PARENT SESSION
Oral Session #56: Spatial Ecology: Pattern,movement,dispersal.
Presiding: G. Hartvigsen
Wednesday, August 7. 8:00 AM to 11:30 AM. Grand Ballroom West, Radisson.
Modeling forager behavior in complex landscapes:population level consequences.
Russell, Robin*,1, Swihart, Robert1, Feng, Zhilan1, 1 Purdue University, West Lafayette, IN
ABSTRACT- Home ranges of wildlife in Indiana often consist of a network of habitat patches embedded in an inhospitable, human-dominated landscape. This landscape is characterized by sharp edges between vegetation types that, along with roads, fences, and other non-native structures form psychological or physical barriers to animal movements and create unique challenges for wildlife. We have designed computer simulations that mimic animal movements and predict the ability of a population to persist in a fragmented landscape. Preliminary results suggest that the methods that animals use to select paths between habitat fragments can significantly affect their persistence.

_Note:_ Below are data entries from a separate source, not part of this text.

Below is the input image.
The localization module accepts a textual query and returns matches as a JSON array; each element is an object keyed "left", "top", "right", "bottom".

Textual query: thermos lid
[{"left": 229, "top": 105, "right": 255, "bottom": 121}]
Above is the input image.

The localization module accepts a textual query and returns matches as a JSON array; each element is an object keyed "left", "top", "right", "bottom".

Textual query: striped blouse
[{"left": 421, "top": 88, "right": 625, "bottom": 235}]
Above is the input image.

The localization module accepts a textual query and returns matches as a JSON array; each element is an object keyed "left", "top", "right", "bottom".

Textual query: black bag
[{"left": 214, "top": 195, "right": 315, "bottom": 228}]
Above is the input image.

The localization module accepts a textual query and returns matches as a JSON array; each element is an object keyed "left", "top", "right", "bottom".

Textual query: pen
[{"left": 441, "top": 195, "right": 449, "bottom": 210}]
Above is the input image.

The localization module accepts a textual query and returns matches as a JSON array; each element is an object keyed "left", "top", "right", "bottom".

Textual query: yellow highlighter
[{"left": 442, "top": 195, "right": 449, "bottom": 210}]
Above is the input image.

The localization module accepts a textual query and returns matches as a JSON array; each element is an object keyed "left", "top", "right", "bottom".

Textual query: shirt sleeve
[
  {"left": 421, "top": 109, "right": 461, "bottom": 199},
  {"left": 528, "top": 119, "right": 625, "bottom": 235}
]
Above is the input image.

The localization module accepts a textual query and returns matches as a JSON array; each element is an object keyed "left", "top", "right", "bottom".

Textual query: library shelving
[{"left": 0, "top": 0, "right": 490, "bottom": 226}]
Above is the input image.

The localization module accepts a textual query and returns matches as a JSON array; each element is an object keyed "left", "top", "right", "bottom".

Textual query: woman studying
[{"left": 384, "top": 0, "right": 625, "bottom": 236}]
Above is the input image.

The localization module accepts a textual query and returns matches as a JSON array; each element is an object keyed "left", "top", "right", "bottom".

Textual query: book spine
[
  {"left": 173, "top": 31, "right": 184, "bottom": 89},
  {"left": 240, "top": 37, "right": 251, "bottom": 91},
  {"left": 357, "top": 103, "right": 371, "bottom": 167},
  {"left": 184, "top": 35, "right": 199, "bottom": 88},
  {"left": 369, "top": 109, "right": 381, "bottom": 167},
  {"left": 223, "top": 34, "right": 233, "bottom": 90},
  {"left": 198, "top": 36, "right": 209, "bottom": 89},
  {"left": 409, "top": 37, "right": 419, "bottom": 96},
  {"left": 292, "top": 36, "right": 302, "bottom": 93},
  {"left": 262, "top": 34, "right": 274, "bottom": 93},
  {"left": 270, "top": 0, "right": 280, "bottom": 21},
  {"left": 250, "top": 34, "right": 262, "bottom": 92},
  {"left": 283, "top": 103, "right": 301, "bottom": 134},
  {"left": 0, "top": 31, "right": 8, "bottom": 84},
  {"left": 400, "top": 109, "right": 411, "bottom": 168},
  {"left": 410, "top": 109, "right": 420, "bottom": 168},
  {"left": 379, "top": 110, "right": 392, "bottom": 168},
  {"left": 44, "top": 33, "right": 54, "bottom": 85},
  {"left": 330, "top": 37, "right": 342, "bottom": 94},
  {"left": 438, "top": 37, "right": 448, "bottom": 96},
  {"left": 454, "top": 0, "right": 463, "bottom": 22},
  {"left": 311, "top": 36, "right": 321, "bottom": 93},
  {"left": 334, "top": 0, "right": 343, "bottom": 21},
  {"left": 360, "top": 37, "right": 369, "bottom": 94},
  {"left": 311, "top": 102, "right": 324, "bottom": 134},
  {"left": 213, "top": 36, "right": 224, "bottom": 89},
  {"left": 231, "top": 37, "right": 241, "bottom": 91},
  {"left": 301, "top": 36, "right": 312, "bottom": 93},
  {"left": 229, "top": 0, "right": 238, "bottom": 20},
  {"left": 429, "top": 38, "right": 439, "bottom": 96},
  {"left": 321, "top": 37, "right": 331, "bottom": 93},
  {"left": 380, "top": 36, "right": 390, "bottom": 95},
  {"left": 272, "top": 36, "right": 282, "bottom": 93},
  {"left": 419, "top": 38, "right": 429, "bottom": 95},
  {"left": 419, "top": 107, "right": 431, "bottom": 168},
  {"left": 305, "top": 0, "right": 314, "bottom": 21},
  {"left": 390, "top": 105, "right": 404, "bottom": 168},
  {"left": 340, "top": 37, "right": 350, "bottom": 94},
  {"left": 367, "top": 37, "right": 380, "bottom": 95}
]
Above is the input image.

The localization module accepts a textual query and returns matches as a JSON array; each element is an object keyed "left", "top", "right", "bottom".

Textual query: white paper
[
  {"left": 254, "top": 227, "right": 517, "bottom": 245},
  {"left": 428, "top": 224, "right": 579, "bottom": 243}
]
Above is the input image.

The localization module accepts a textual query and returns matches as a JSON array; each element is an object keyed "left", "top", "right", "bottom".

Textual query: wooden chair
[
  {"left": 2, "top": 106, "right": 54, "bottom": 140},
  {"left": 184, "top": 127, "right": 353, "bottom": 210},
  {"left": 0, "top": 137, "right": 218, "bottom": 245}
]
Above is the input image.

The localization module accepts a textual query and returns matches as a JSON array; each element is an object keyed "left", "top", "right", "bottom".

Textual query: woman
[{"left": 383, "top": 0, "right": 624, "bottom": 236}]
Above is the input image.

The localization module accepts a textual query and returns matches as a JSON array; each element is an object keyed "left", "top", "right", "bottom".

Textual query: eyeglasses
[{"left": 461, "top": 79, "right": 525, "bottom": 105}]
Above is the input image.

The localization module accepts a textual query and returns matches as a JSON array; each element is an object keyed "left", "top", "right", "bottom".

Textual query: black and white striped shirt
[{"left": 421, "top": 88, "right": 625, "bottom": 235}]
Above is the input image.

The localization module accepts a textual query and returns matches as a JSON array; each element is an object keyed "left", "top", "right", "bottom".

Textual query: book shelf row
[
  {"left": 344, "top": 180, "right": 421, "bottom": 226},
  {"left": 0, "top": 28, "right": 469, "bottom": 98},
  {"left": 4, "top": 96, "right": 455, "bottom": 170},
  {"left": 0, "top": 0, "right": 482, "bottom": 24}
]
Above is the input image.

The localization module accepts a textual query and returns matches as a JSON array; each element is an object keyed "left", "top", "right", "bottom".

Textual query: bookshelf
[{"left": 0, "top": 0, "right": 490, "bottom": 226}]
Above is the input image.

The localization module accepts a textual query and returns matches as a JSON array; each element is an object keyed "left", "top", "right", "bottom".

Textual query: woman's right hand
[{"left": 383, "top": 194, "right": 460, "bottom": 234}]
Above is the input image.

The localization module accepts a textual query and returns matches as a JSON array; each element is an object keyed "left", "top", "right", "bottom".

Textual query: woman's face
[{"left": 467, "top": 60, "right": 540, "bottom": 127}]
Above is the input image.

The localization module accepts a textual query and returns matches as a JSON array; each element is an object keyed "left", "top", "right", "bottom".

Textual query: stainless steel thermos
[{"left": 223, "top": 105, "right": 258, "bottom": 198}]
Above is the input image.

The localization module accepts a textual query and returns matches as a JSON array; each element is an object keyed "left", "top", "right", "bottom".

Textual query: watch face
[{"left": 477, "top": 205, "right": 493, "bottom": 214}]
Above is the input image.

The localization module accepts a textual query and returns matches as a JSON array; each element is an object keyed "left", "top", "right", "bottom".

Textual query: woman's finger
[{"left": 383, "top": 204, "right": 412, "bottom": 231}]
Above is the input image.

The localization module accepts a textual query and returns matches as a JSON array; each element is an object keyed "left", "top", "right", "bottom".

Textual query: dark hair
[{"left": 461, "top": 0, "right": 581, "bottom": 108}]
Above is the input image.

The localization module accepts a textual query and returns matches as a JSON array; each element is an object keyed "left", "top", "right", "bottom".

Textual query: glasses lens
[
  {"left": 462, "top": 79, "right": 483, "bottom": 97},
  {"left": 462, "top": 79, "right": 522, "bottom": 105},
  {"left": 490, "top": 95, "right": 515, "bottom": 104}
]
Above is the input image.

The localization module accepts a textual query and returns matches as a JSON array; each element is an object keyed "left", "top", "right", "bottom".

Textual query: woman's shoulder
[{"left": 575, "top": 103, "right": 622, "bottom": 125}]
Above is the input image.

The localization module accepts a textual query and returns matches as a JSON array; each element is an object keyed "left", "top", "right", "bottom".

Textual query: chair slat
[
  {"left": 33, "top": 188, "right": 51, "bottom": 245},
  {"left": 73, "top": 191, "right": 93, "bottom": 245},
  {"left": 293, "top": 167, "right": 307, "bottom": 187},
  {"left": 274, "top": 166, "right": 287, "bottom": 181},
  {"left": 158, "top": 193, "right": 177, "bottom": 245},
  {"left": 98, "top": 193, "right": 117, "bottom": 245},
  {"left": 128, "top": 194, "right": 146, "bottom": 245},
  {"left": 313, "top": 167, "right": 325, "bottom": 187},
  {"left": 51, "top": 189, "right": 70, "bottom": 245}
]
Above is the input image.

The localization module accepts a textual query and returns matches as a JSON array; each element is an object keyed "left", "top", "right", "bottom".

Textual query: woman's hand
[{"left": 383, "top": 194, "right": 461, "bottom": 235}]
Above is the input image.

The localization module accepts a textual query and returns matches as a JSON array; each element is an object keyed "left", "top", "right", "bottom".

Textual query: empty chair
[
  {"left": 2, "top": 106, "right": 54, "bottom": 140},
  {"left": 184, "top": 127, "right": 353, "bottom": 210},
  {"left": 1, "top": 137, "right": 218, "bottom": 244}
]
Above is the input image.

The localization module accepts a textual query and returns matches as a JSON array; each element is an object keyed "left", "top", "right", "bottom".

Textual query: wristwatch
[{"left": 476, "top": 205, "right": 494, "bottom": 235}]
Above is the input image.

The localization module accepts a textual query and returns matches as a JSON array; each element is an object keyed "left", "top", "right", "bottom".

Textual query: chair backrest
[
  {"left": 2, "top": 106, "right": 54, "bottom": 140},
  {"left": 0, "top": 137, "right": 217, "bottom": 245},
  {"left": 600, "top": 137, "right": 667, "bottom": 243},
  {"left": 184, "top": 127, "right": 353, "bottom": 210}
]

Understanding the methods by which animals make movement decisions in fragmented landscapes is vital for inclusion in these models. We are constructing two semi-natural landscapes consisting of 8mx8m habitat patches composed of bluegrass embedded in an inhospitable matrix of bare ground to determine the decision rules of animals in fragmented landscapes. The landscape will be designed to reflect the habitat conditions of two vole species, Microtus pennsylvanicus and M. ochrogaster. Radio telemetry and PIT tags will be used to monitor the frequency and velocity of vole movements along pathways designed to reflect varying levels of risk. We hypothesize that the probability of movement will reflect the level of risk along the path (Behavioral Matching rule). Also, we expect the velocity of movement to be similar along each of the various path types and to approximate closely the maximum velocity of the species. The proposed study provides a design for incorporating behavioral decisions into models for predicting the consequences of fragmentation on wildlife.
KEY WORDS: mammals, simulations, matrix